On the other hand, his most moving paintings were made in this stage of old age: the Danaes of Naples and Madrid, the Antíope of the Louvre, the Kidnapping of Europa (in Boston, Gardner Collection), etc. He even dealt with chiaroscuro problems in the night effects of his scenes, such as The Martyrdom of San Lorenzo (Jesuit church in Venice) or Saint Jerome (Louvre). He always maintained a characteristic domain of realism, as can be seen in the magnificent portraits of this period, such as those of Felipe II, those of his daughter Lavinia or several self-portraits.

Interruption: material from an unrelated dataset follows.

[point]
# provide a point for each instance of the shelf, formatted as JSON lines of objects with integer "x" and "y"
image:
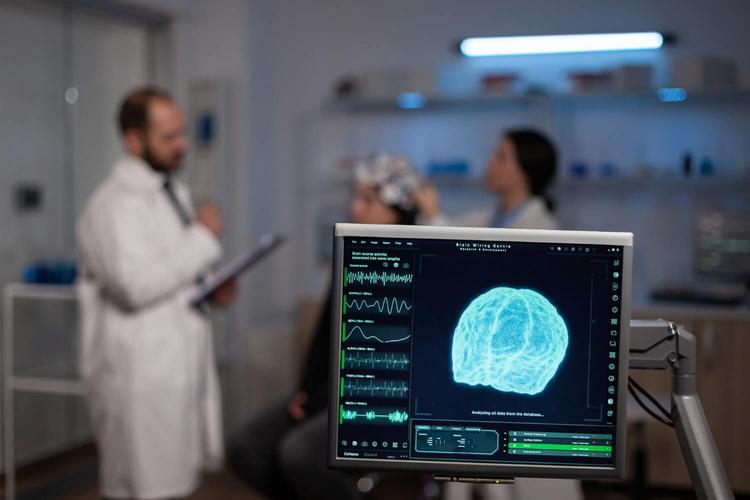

Tiziano's relationship with Felipe II was just as fruitful and intense as with his father. Starting in 1552, when he communicated to the then Prince Felipe that he had sent a Landscape and the Santa Margarita with the dragon , they began a correspondence that they would maintain uninterruptedly and that would intensify with the course of the years. The main subject of this correspondence was the royal patron's claim for works in progress and the artist's request for late payments. However, the orders were abundant and, although Titian did not set foot in the court of Madrid to portray the king, he did send him a large number of works. Some were of a religious nature such as the Burial of Christ, the Prayer in the Garden and a second version of the Martyrdom of San Lorenzo for the monastery of El Escorial, others of a mythological nature such as the Poems to which he refers in his letters or a series of Venus and other patriotic compositions such as Felipe II offers the heaven to the infant Don Fernando, commissioned by the king in 1571 in commemoration of the victory at Lepanto, and Religion helped by Spain (both in the Prado Museum).
Tiziano, due to his social position, arranged a good marriage for his daughter Lavinia with Cornelio Sarcinelli of Serravalle. She is she replaced her aunt Orsa, who died at that time, in charge of Casa Vecelli, very prosperous due to the artist's stately income. The wedding took place in 1554, but Lavinia died in childbirth in 1560.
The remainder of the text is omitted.